ANA・JAL、26年度下期に国際線供給拡大 欧州・アジア強化、羽田―岡山ではダイヤ協調
ANAグループとJALグループは8月18日、2026年度下期の航空輸送事業計画をそれぞれ発表した。国際線ではANAがアジアや欧州を中心に供給を拡大する一方、JALは欧州直行便の提供座席数を前年同期から16%増やす。両社とも旺盛な訪日需要を取り込みながらネットワークを拡充する姿勢を鮮明にしており、日本発の海外旅行市場にとっても航空座席の選択肢拡大につながる。一方、国内線では両社が羽田―岡山線の運航ダイヤを調整するなど、ネットワーク維持と収益性を意識した新たな動きも出てきた。
ANA、ムンバイや東南アジアで供給拡大 ミラノも毎日運航へ
ANAの下期国際線の運航便数は前年同期比104%となる。成田―ムンバイ線を9月1日から週3往復から毎日運航とするほか、成田―バンコク線では10月25日からNH807/808便を毎日運航する。成田―シンガポール線もNH803/804便を9月1日から毎日運航。成田―パース線は10月25日から週3往復を毎日運航に拡大する。羽田―ミラノ線も2026年度下期中に現在の週3往復から毎日運航へ増便する予定だ。
とりわけインド、東南アジア、豪州方面で成田発着便の供給が厚くなることは、訪日需要だけでなく日本発の業務渡航やFITの商品造成でも選択肢の拡大につながる。欧州では冬季の需要変動に合わせて機材を調整しつつ、ミラノ線をデイリー化する。ロンドン、パリ、フランクフルト、ミュンヘンは毎日運航を維持し、ウィーン、ストックホルム、イスタンブールなどは週3往復を設定する。
機内商品でも動きがある。ANAは新ビジネスクラス「THE Room FX」に加え、新しいプレミアムエコノミー、エコノミークラスを装備したボーイング787-9型機を2026年11月以降に受領する。投入路線と時期は今後発表する。当初の2026年度事業計画では同機の受領を「8月より」としていたため、今回の計画では導入時期が後ろ倒しとなった形だ。
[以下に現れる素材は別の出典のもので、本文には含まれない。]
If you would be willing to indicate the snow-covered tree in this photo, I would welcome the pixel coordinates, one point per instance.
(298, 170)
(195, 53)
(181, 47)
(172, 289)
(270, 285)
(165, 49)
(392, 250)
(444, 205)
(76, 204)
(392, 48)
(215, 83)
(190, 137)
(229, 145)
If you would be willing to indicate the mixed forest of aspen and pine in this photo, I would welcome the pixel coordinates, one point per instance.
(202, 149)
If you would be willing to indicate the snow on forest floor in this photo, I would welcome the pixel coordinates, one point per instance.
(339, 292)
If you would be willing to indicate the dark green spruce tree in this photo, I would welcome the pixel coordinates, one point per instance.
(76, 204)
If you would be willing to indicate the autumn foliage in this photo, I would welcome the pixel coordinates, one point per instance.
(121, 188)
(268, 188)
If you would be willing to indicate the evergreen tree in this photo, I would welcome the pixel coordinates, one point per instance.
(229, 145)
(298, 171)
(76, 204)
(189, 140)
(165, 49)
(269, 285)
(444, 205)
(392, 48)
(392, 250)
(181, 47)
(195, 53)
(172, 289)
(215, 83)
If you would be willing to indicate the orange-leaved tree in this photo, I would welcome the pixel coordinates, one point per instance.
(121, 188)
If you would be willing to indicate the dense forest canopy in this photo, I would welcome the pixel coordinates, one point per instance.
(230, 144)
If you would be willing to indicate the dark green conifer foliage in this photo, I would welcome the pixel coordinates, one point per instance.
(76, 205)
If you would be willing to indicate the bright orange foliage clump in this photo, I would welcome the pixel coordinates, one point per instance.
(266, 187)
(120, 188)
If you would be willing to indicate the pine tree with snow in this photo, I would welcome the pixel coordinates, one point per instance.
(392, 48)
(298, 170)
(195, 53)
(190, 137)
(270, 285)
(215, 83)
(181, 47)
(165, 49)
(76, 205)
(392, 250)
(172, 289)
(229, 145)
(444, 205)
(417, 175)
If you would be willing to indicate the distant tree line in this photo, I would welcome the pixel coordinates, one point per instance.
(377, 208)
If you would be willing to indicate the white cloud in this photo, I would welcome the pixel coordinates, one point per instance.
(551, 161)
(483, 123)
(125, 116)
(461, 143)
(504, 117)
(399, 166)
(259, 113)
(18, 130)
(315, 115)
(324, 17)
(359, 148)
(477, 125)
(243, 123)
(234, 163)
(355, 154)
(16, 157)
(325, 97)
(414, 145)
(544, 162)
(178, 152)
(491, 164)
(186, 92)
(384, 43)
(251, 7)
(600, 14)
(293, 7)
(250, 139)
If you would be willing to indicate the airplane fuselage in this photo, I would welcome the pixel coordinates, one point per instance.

グループLCCのPeachも国際線の運航便数を前年同期比109%に拡大する。9月20日に開設する成田―仁川線を下期も毎日運航するほか、関西―台北、成田―台北などでは需要に合わせて便数を設定する。
JAL、欧州座席を16%拡大 ヘルシンキ毎日、A350-1000も拡大
JALは欧州直行便を重点的に強化する。2026年度下期の欧州方面の提供座席数は前年同期比16%増。羽田―ヘルシンキ線を9月以降毎日運航とするほか、エアバスA350-1000型機の投入を羽田―ロンドン、パリ線で拡大する。ロンドン線JL41/42便の提供座席数は前年同期比128%、ヘルシンキ線は同194%となる。
一方、中東情勢を受け2月末から運航を見合わせている羽田―ドーハ線は、2026年度下期も期間運休する。中東・アフリカ方面についてはカタール航空運航便とのコードシェアで対応する。欧州では自社直行便の供給を増やす一方、中東方面は提携便を活用する形でネットワークを補完する。
アジアでは成田―上海(浦東)線を冬期に復便し、上海線の日本側発着地を羽田、成田、関西の3空港とする。春節を中心とする期間には羽田―香港線も増便する。また、JTAが2月に開設した那覇―台北(桃園)線は、既存の朝便に夜便を追加して1日2往復とする。同路線は就航後の月次利用率が8割を超えているという。
国内線は羽田―岡山で両社がダイヤ調整
国内線では、ANAとJALが羽田―岡山線で運航ダイヤを調整する点が注目される。従来、両社の便が近い時間帯に出発していた部分を見直し、利用者が選択できる時間帯を広げる。JALは、国土交通省の「国内航空のあり方に関する有識者会議」で国内航空ネットワーク維持のための方策が提言されたことを踏まえた「路線協調」の一環と位置付けている。
今後についても便数調整や他社とのコードシェアを含めた路線協調を選択肢として関係者と協議するとしている。